Most mountain bikers will at some stage in their MTB ‘career’ ride a race like the Sani2C, Wines2Whales or Berg & Bush. They will ride it with an eye on the clock, with batch start times and cut off points, Strava segments and will measure how many metres of climbing they do over the two or three days…
We race from start to finish, beating our mates, and doing all we can to better the previous year’s record times. But in the midst of the racing adrenaline, we forget, more often than not, to stop, smell the desert roses, and look around at the routes that have not only been crafted to be physically challenging in all the right ways but are also located in some of the most pristine wilderness areas.
We forget that, unless we are one of the elite few who get paid to ride our bikes, whether we finish 53rd or 298th, it’s the same race for everyone, and we need to enjoy it as much as possible. When you consider how much effort we put into the training, how much money we put into the gear, how much time we spend talking about the event… If we are not enjoying it then we are wasting a huge amount of energy and time!
For many years I’d heard stories of the Nedbank Tour de Tuli (NTdT) and about how it was a ride, not a race. In my mind, this made it sound like an event for beginners, not for serious mountain bikers. For me the first stop was Wines2Whales (W2W), then in a few years, the Cape Epic. Onwards and upwards. I wasn’t going to go backwards in my progress and only ride. I wanted to race.
Don’t get me wrong – I’m all for pushing yourself (and the bike if need be) on the day, and there have been times when I’ve raced as hard as everyone else. We spend most of our riding time staring at Strava, analysing our PB’s and every segment.
But there came a time, doing my third W2W, when I was waiting for my partner in a field of flowers on day two, when I realised for the first time how truly beautiful the scenery I was riding in was. For the first time I actually got off my bike, sat down and just soaked it up.
I started thinking about the difference between riding W2W and racing it… because for five years before that I had doubted my friend and NTdT veteran, who trained at NTdT pace year after year, while I waited ahead for him, having trained at VO2 max and race pace.

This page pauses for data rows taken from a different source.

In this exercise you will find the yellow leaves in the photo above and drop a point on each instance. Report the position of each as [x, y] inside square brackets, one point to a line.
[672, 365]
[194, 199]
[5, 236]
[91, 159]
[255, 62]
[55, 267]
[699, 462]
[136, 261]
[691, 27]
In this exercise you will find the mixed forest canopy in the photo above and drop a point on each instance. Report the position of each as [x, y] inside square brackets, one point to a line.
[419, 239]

While I went off and did the races, he admirably stuck to the NTdT and each year he came back with mythical stories of elephants, zebra and giraffe during the day, and hyaena and lion calls at night, of GPS and game trails (this event was the first to use GPS and no trail markings), of stopping under a tree at high noon and just watching the animals go by – a true MTB event following Africa time!
“That’s not mountain biking. That’s not what it’s about!” I said. “You’ve got to push yourself,” I thought… “Test the barriers of speed and take your body to its limits.” At least that’s what I thought was important.

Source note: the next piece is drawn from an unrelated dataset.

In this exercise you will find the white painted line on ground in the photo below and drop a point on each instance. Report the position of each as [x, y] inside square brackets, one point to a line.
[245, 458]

But Graham was always happy when he came back from NTdT. Always at peace. And then it happened. I asked to join him on the 2015 event as a volunteer guide. I remembered my last W2W experience, of riding and not racing, and thought about a change in pace. Maybe just one NTdT to “tick the box”, so to speak.
So I committed. We trained at NTdT pace (to be fair I still struggle with this but experience has since taught me its value). I arrived at the 2015 NTdT nervous (I may have fudged my wildlife knowledge a bit to get in the door) but from the moment I arrived, I fell in love with the event. Four days of riding – not 1 km of racing – through the African bushveld.
Four days of soaking up every experience. No Strava segment to push through (only the occasional sandy riverbed), no technical zone to hammer through, no mountains to climb, just riding my bike for the sheer thrill of riding a bike. The very reason we all fell in love with riding in the first place.
But as an African with the bushveld in my blood, this was a new kind of cycling high, a new euphoria. Long days in the African sun (my first intro to NTdT was an August heat wave with highs of 42° C), we sat for hours each evening, tired yet exhilarated (70 km on a MTB with no downhills means there are no free kilometres… you pedal all day), and although we didn’t do one bit of racing, I came back from my first NTdT exhausted, having ridden my bike for the sheer joy of it. A ride, not a race.
Having now completed three Tours, I have memories of each and every day out there, all of them so different and unique. I have ridden my bike for the sheer thrill of riding a bike, starting each day watching the sun come up as my legs warm up slowly, breathing in African dust and actually hearing the birds, seeing the elephant tracks, looking for game, all the while having made friends for life and had wildlife encounters that still give me goosebumps. I have partied, I have chilled and I haven’t raced once. All the things that I could do on a ride, most of them I couldn’t do on a race.
I will still do races, I will still push myself on my bike. I still give my training schedules tough days, and still spend time checking out segments on Strava.
But NTdT has changed the experience of every kilometre on a bike for me. Because just like life itself, it’s a ride, not a race!